Je suis journaliste, titulaire d’une maîtrise en communication que j’ai obtenu, il y a plus de dix ans dans une université africaine au Burkina Faso. Je suis gabonaise d’origine Burkinabaise. Quand je suis arrivé au Gabon avec mon mari qui est gabonais, n’étant pas gabonaise de nationalité, ce fut difficile pour moi d’obtenir du travail. Donc je n’ai pas pu intégrer la fonction publique, afin d’exercer le métier pour lequel j’avais été formée. Je me suis lancé dans des petits boulots car il fallait bien que je gagne bien ma vie. J’ai dû faire plein de chose qui n’avait rien avoir avec le cinéma et le journalisme. Depuis 2006 j’écris des articles pour le magazine Amina qui m’en avait donné l’opportunité.
Actuellement je dirige une association dénommée « Espoir pour les Enfants » qui s’occupe des enfants orphelins et des enfants ayants des parents malades.
L’année dernière, le Centre national de cinéma (CENACI) qui organise ces escales en collaboration avec le CCF, a demandé aux écrivains, journalistes et réalisateurs de proposer des projets en vue de leur production. Vu que j’étais déjà impliquée dans la lutte contre le Sida à travers l’association, j’ai proposé la réalisation d’un film documentaire sur la vie de cinq femmes séropositives qui acceptent d’en parler.
Bien auparavant, j’avais écrit un article sur ces femmes, pour le magazine « Amina ». Cet article avait eu un écho positif en ceci que nous avons reçu des appels venant de toute l’Afrique. je me suis dit, en voyant l’annonce du Cenaci, qu’un film aurait un impact beaucoup plus grand que l’article. J’ai donc proposé au Cenaci le synopsis d’un film sur les personnes vivants avec le VIH/SIDA. A ma grande surprise, mon projet a été parmi les quatre a être retenu. Le film a donc été réalisé et produit par le Cenaci. Mon projet a été le premier des quatre documentaires retenus à être projeté aux escales documentaires 2008.
Pourquoi ce titre qui appelle à l’espérance ?
Le titre du film est « accroche-toi », pour dire que la vie avec le VIH n’est pas terminée quand on accepte son statut. J’ai été moi-même témoin de plusieurs personnes qui n’acceptaient pas leur situation de séropositif. Ils ne prenaient pas leurs médicaments, préféraient rester dans le déni en accusant un parent bien placé financièrement dans la famille, d’avoir fait des fétiches sur la personne séropositive. Alors que cette personne se savait malade. J’ai été témoin de plusieurs cas de décès dû à un laissé allé des personnes qui ne savaient pas qu’elles étaient atteintes du « VIH/SIDA ».

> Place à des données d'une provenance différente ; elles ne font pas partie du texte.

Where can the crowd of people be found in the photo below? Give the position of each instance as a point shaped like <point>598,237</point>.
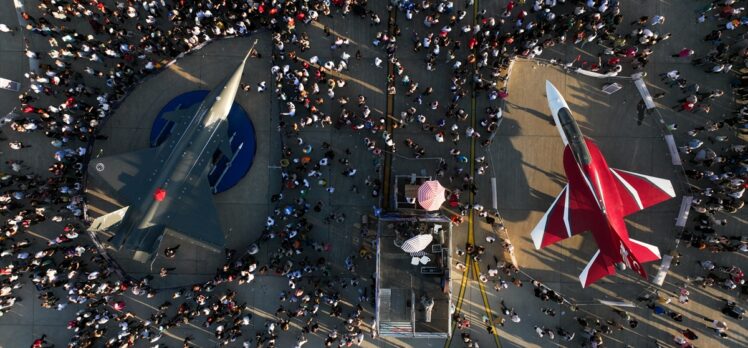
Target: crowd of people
<point>85,72</point>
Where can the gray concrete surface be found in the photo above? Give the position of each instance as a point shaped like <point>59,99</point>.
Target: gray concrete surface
<point>526,157</point>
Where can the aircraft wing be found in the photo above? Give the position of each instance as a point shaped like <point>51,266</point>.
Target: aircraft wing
<point>573,212</point>
<point>122,176</point>
<point>192,213</point>
<point>640,191</point>
<point>180,114</point>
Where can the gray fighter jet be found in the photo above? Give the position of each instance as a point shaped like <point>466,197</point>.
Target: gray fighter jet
<point>167,186</point>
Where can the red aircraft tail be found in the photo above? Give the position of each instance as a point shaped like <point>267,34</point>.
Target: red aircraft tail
<point>635,253</point>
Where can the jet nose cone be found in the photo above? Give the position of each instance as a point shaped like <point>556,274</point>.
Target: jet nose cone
<point>551,92</point>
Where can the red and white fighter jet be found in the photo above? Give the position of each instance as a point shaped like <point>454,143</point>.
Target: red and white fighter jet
<point>596,199</point>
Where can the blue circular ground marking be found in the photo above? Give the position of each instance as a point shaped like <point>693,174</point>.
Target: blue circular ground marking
<point>240,126</point>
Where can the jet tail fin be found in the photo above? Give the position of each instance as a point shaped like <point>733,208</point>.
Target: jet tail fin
<point>108,222</point>
<point>635,253</point>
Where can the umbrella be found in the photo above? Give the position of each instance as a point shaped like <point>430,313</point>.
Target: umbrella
<point>431,195</point>
<point>159,195</point>
<point>417,243</point>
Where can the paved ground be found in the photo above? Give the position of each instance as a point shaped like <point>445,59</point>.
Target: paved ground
<point>526,158</point>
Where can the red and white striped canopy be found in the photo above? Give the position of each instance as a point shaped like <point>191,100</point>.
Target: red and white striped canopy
<point>431,195</point>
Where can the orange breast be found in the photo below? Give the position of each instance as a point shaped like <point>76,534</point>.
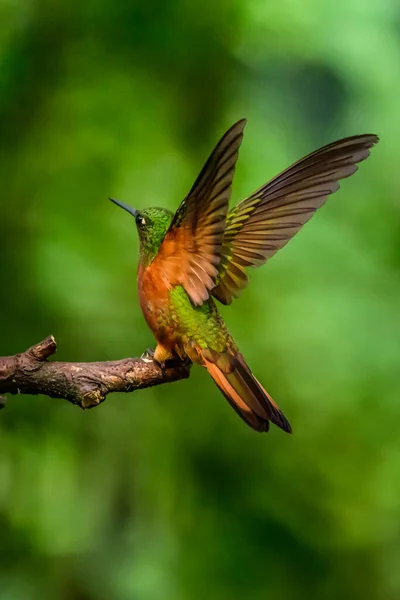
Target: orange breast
<point>153,291</point>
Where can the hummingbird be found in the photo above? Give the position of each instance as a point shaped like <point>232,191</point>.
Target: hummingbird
<point>200,255</point>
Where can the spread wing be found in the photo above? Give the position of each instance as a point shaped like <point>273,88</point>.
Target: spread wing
<point>261,224</point>
<point>191,250</point>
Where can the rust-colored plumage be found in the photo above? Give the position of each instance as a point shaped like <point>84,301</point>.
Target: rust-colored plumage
<point>203,251</point>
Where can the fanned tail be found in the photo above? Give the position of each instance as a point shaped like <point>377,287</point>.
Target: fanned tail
<point>242,390</point>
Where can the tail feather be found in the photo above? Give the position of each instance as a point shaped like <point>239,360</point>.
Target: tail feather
<point>243,392</point>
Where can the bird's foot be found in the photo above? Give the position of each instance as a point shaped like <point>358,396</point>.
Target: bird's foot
<point>177,362</point>
<point>148,356</point>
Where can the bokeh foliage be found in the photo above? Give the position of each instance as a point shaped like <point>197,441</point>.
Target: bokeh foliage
<point>165,494</point>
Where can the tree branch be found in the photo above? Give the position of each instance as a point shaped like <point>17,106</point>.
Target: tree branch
<point>84,384</point>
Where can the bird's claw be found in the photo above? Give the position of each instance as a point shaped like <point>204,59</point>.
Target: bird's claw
<point>148,356</point>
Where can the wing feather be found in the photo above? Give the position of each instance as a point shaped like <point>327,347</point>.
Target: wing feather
<point>265,221</point>
<point>191,250</point>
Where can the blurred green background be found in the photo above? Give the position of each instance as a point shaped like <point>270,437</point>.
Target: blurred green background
<point>165,493</point>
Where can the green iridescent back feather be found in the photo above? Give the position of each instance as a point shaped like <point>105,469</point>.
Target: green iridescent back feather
<point>201,324</point>
<point>152,232</point>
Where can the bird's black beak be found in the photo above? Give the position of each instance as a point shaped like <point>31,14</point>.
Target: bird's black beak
<point>126,207</point>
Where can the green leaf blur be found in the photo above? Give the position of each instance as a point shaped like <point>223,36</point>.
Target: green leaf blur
<point>165,494</point>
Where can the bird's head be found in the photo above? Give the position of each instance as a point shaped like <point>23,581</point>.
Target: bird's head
<point>152,225</point>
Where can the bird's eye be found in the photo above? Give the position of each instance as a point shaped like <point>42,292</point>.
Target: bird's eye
<point>140,220</point>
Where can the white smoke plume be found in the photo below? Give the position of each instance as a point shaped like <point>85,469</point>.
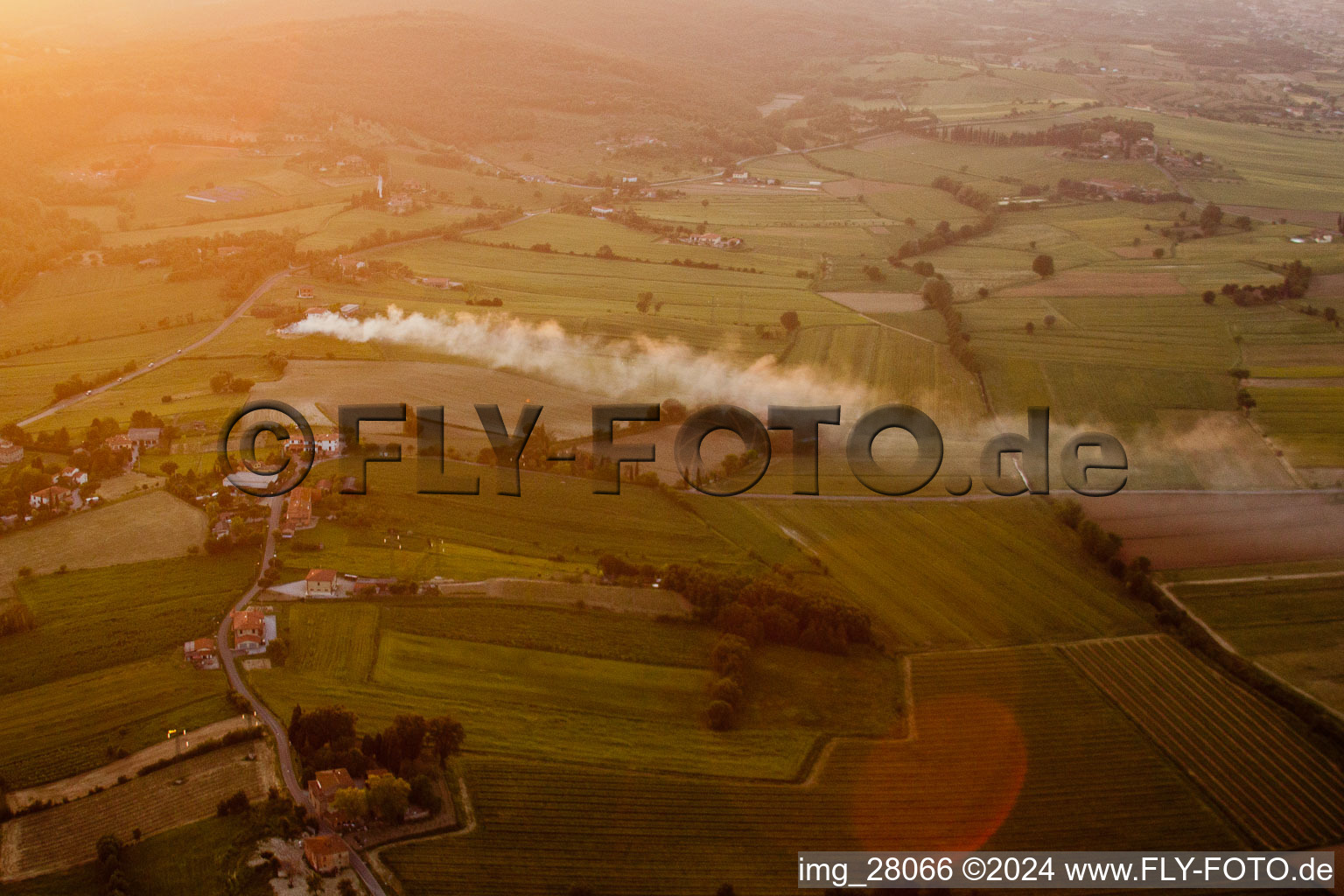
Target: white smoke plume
<point>636,368</point>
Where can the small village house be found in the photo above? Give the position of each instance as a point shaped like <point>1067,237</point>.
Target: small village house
<point>202,653</point>
<point>321,584</point>
<point>10,453</point>
<point>145,437</point>
<point>327,853</point>
<point>52,497</point>
<point>117,444</point>
<point>248,632</point>
<point>298,512</point>
<point>328,444</point>
<point>324,786</point>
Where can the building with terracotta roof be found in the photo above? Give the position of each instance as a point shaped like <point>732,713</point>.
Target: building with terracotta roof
<point>327,853</point>
<point>321,584</point>
<point>202,653</point>
<point>324,786</point>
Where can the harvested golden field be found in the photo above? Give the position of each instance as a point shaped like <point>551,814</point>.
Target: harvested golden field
<point>878,303</point>
<point>1236,746</point>
<point>318,387</point>
<point>152,527</point>
<point>1102,284</point>
<point>1221,529</point>
<point>65,836</point>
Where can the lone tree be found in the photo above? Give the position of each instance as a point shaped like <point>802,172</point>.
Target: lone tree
<point>1210,218</point>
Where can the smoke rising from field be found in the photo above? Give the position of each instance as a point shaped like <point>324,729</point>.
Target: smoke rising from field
<point>637,368</point>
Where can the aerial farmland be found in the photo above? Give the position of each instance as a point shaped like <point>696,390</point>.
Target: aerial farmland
<point>476,449</point>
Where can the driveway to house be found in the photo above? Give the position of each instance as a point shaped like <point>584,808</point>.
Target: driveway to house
<point>283,751</point>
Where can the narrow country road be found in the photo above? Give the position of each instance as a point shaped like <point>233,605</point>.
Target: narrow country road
<point>277,727</point>
<point>156,364</point>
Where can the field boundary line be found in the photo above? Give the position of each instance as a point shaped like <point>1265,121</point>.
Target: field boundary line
<point>1223,644</point>
<point>1288,577</point>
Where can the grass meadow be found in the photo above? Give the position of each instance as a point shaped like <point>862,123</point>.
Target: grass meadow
<point>1012,747</point>
<point>102,669</point>
<point>556,700</point>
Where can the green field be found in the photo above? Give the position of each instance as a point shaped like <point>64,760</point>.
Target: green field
<point>150,527</point>
<point>97,618</point>
<point>1012,748</point>
<point>704,308</point>
<point>1278,170</point>
<point>561,704</point>
<point>914,160</point>
<point>476,536</point>
<point>70,724</point>
<point>952,575</point>
<point>102,669</point>
<point>1306,421</point>
<point>183,861</point>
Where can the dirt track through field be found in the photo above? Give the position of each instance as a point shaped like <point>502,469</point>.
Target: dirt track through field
<point>1102,284</point>
<point>77,786</point>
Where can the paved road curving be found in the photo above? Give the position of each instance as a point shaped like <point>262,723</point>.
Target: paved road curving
<point>277,728</point>
<point>225,324</point>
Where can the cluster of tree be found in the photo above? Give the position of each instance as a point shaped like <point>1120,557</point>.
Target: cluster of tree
<point>937,293</point>
<point>726,693</point>
<point>1070,135</point>
<point>1138,584</point>
<point>15,617</point>
<point>769,609</point>
<point>109,850</point>
<point>327,739</point>
<point>1100,544</point>
<point>1298,278</point>
<point>448,158</point>
<point>388,798</point>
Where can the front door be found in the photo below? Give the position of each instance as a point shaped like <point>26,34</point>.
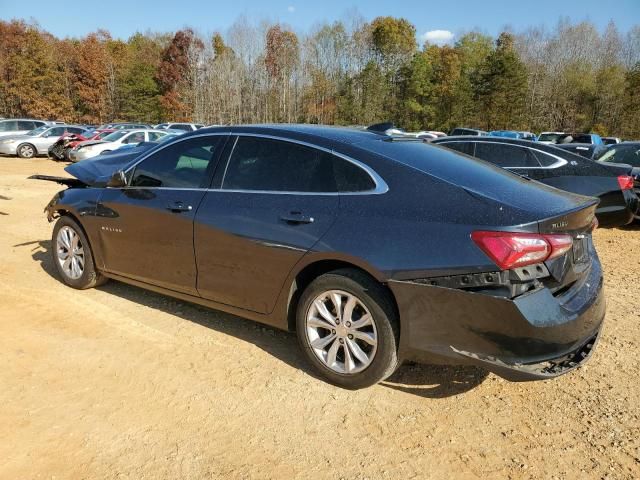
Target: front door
<point>146,228</point>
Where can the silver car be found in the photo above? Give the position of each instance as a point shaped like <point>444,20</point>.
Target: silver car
<point>113,141</point>
<point>19,126</point>
<point>37,141</point>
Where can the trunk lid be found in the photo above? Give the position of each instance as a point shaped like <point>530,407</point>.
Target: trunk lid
<point>573,267</point>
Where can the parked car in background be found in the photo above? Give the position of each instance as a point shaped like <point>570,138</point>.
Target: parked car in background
<point>512,134</point>
<point>141,147</point>
<point>37,141</point>
<point>124,126</point>
<point>19,126</point>
<point>185,127</point>
<point>550,137</point>
<point>373,249</point>
<point>613,185</point>
<point>61,148</point>
<point>467,131</point>
<point>626,153</point>
<point>113,141</point>
<point>586,150</point>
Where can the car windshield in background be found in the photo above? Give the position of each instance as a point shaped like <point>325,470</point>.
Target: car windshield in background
<point>112,137</point>
<point>550,137</point>
<point>38,131</point>
<point>622,154</point>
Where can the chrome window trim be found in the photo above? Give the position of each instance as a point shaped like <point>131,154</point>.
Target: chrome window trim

En gros l’idée était de montrer que lorsque l’on accepte sa séropositivité, qu’on prend bien ses médicaments, qu’on a une bonne hygiène de vie, on peut vivre longtemps avec le VIH.
Cette idée m’a permis de dénoncer a travers ce film des actes de discriminations, de stigmatisation, qui jusqu’aujourd’hui persistent dans la société gabonaise. Car lorsque l’on prend les statistiques sur le « VIH », il y a 68 000 personnes vivants avec le « VIH/SIDA » officiellement au Gabon, mais il n’y a pas dix personnes qui accepteront de témoigner à visage découvert. Pourquoi ? Parce que la discrimination et le rejet continuent toujours. On l’a entendu et vu (pour ceux qui ont vu le film), que ces dames et ce couple qui ont témoigné ont été victimes de discrimination ; surtout les dames.
Il y a une qui avait un atelier, mais une fois que le propriétaire a su qu’elle était séropositive, elle fut chassée. Il y a une autre qui a cité des exemples de discrimination et de rejet existant dans notre société.
Pouvez-vous nous raconter la trame du film.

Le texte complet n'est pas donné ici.